Compiling to WebAssembly with Binaryen (original) (raw)

This page explains how you can write a compiler to WebAssembly using Binaryen. First, let's get some FAQs out of the way.

Why compile to WebAssembly?

WebAssembly is a cross-browser standard for executable code. By compiling to it, you can run your code on the web, without plugins.

As well as working in browsers, WebAssembly also works as a general-purpose cross-platform binary format. For example, you can use standalone WebAssembly runtimes and the upcoming WASI system interface to create CLI applications.

Why compile to WebAssembly using Binaryen?

There are already a few ways to compile to WebAssembly, and more will probably appear. Different approaches can have different benefits and tradeoffs. Specifically, Binaryen aims to be

Binaryen keeps things simple and fast by using an internal IR that is almost identical to WebAssembly. This makes sense for two main reasons:

Therefore even with a single IR in Binaryen we should be able to emit fairly good code. And with just one IR, you can avoid a substantial amount of overhead that most compilers have.

In addition, Binaryen's IR is designed to be lightweight and fast:

Note that we said Binaryen uses WebAssembly as its main IR. Binaryen already has optional support for a more CFG-style input IR as well, for convenience; others may follow, but a fast one-IR path will remain.

What do I need to have in order to use Binaryen to compile to WebAssembly?

Binaryen expects input that is generally compatible with being compiled to WebAssembly. Specifically, you should be able to emit data for it in the following form:

(local.set $temp1 (i32.const 42)) (local.set $temp2 (call $foo (local.get $temp1))) (local.set $temp3 (i32.eqz (local.get $temp2))) (call $bar (local.get $temp3))

;; instead of

(call $bar (i32.eqz (call $foo (i32.const 42))))

Technical details

There are several ways to use Binaryen, which we will describe in this section: from JS, C, and C++.

JS API - binaryen.js

See the binaryen.js-API docs for details. Code samples are in test/binaryen.js.

C API

The C API is in a single header here. That contains everything you need together with the libbinaryen library which is built in lib/.

There is a hello world test which is a good starting point. There is also a kitchen-sink test as well, which should cover practically all the API.

When compiling to Binaryen, you'll probably do something like what you see in those examples, which follows this pattern:

For a complete example of a compiler using the C API, look at the mir2wasm project, which compiles Rust into WebAssembly.

CFG API

As mentioned earlier, Binaryen's native IR is an AST, but it can also receive input in an arbitrary control flow graph, which is a very common case. Binaryen can then "reloop" that code into structured control flow. This works for any CFG, even irreducible ones.

To do so, use the CFG/Relooper part of the C API, as follows:

Note that the relooper output is not optimized by default: you will see redundant blocks and so forth. If you optimize your code (using BinaryenModuleOptimize()) then you should see nice control flow.

See binaryen-c.h and src/CFG/Relooper.h for more technical details, and the test suite for concrete examples. For a full compiler, see the mir2wasm project mentioned earlier, which uses the CFG API in addition to the C API.

Debugging C API usage using tracing

The C API (including the CFG API) have a tracing option that prints out C API commands for each command you issue. The result is a runnable program that does the same things you were doing when you ran the trace. This lets you easily generate a standalone testcase from your compiler, without a dependency on your compiler itself, it will just do the same Binaryen C API calls that you did.
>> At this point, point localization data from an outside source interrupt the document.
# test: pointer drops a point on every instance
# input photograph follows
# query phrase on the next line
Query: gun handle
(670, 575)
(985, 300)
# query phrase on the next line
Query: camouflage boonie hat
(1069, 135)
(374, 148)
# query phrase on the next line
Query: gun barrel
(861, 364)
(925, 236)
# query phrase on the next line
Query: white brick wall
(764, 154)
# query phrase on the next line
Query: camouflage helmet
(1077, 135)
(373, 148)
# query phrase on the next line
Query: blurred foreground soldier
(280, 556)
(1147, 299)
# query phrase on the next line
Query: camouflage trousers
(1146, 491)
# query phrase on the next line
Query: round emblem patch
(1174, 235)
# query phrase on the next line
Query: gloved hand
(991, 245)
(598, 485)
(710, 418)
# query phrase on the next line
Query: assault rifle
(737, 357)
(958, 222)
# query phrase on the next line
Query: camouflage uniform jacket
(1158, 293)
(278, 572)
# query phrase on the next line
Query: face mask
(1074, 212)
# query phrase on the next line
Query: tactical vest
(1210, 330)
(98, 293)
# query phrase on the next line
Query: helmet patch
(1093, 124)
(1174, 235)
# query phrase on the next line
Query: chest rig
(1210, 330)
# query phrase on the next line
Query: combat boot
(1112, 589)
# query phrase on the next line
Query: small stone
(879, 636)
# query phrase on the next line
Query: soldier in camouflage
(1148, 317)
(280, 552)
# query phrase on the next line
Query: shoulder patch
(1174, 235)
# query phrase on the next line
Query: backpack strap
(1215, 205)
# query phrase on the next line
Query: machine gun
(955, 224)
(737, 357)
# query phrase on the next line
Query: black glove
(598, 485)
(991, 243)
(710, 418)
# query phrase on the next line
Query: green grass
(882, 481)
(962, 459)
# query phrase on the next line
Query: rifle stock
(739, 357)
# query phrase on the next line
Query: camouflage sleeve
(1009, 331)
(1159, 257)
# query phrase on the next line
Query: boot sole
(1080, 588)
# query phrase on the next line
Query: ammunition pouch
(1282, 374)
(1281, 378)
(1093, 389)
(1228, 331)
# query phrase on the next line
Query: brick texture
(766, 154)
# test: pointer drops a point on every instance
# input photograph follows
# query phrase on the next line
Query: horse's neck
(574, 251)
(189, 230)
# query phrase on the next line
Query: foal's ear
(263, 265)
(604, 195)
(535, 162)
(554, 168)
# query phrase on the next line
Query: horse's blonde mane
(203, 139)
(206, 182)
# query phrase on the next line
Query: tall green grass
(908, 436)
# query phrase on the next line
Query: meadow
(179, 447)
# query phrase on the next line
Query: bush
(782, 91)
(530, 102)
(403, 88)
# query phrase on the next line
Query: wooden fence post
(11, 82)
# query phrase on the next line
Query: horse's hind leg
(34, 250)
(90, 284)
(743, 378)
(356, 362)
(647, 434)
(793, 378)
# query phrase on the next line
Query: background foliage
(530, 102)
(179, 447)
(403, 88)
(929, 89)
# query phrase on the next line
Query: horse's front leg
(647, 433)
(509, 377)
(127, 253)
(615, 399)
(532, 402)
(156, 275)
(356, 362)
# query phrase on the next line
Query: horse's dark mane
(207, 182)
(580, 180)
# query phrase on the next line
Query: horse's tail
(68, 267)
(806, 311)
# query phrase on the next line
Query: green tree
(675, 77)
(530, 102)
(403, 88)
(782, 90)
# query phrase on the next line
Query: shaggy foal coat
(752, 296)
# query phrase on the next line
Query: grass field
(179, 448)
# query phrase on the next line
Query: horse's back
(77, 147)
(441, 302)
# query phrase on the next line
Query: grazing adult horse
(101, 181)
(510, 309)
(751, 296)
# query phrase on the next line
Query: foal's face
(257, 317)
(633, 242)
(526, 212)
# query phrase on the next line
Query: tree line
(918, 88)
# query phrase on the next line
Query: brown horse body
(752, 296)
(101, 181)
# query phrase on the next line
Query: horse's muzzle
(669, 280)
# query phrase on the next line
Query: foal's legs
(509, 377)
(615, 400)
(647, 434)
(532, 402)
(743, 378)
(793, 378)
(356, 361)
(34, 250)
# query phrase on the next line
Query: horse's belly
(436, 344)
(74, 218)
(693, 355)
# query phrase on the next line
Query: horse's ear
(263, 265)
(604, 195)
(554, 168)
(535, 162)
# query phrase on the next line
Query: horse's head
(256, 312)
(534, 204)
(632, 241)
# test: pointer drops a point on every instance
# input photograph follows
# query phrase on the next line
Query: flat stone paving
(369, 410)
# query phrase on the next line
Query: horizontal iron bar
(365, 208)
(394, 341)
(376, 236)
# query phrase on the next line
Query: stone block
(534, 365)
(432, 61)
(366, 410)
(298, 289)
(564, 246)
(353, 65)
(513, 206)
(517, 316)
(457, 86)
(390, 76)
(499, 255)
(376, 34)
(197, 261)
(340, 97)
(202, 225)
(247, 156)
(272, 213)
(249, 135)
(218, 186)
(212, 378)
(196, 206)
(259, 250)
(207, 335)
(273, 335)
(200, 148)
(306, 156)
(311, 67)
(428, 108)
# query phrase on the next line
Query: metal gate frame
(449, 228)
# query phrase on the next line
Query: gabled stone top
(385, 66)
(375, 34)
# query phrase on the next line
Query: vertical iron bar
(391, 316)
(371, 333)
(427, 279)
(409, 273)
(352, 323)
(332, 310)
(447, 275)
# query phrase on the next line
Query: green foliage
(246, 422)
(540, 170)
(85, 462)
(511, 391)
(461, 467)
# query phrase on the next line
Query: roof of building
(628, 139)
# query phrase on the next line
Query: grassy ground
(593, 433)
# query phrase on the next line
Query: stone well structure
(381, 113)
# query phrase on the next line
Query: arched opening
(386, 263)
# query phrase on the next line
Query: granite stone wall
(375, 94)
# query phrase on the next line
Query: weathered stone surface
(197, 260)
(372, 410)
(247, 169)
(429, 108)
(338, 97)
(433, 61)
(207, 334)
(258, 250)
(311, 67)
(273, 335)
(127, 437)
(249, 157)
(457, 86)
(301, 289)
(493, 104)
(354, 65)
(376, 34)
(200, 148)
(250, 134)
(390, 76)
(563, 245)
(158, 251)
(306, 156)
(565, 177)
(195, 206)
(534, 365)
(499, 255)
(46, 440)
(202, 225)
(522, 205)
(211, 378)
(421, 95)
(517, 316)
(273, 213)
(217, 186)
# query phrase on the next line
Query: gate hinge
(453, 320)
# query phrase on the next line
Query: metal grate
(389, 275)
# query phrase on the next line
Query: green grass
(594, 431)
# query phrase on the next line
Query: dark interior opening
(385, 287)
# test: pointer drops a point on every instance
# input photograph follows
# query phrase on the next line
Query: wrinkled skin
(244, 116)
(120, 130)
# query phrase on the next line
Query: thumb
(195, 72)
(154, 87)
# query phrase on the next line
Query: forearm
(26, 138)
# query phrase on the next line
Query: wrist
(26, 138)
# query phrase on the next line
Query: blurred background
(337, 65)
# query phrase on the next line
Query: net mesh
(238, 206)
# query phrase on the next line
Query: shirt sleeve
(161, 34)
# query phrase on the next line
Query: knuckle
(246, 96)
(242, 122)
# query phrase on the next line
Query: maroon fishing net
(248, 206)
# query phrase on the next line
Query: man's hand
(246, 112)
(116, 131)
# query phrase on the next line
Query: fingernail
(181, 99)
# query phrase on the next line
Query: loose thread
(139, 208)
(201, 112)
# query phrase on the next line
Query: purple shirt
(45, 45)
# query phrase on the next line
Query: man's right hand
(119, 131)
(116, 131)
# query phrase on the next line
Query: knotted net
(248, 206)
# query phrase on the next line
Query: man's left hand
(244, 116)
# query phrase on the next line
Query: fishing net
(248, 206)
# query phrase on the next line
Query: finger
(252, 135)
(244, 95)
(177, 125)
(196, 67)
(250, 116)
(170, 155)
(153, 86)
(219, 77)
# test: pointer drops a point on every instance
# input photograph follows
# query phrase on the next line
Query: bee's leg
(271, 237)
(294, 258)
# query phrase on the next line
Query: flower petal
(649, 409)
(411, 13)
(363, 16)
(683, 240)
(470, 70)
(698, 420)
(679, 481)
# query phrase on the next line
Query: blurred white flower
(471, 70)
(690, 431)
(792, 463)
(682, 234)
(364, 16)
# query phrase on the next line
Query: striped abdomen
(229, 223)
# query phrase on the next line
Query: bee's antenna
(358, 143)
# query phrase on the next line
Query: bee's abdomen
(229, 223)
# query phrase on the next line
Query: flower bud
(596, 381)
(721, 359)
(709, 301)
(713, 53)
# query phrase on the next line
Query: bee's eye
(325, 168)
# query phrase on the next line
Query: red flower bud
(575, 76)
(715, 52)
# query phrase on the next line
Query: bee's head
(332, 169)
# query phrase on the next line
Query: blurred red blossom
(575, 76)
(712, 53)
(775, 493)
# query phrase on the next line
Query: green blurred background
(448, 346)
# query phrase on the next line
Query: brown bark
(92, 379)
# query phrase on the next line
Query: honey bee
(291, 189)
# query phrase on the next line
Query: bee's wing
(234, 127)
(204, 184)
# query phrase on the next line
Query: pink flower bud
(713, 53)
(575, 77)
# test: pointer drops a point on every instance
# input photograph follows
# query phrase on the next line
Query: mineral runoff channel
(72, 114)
See BinaryenSetAPITracing in binaryen-c.h for more details. There is also an example of this in test/example/c-api-kitchen-sink.c, and check.py checks that tracing outputs a proper program for that by both matching against the known correct output, and also building and running it.

C++ API

C++ is what Binaryen is written in, and you can extend it in that language. Note though that the C API is likely going to be more stable, as internal APIs may change.

Catching fatal errors

The Binaryen tools handle many errors, including some common I/O errors, by immediately exiting. This behavior applies to some of the APIs that users of Binaryen as a library might call. When Binaryen encounters such an error it calls the Fatal type, which performs the early exit. It is possible to change this behavior at compile time by defining THROW_ON_FATAL, in which case Fatal will throw a std::runtime_error that clients can catch.

Running the generated WebAssembly

The end result of compilation is a WebAssembly binary. You can run that in a browser, giving it its imports, and receiving and calling its exports. That's all there is to it.

However, you may also want to use the Emscripten compiler infrastructure. Emscripten lets you "link" with JavaScript libraries to do useful things, like render WebGL, run a browser main loop, handle a filesystem, provide bindings to JS so it's easy to call into your compiled code, etc., as well as a full set of compiled libraries like libc and so forth. To use that, you need to provide Emscripten with your WebAssembly file as well as a metadata file, and call emcc. TODO: There are a few minor details to be finished on the Emscripten side for this to just work, but this is basically what already happens with the LLVM WebAssembly backend and Emscripten; we just need to generalize it a little.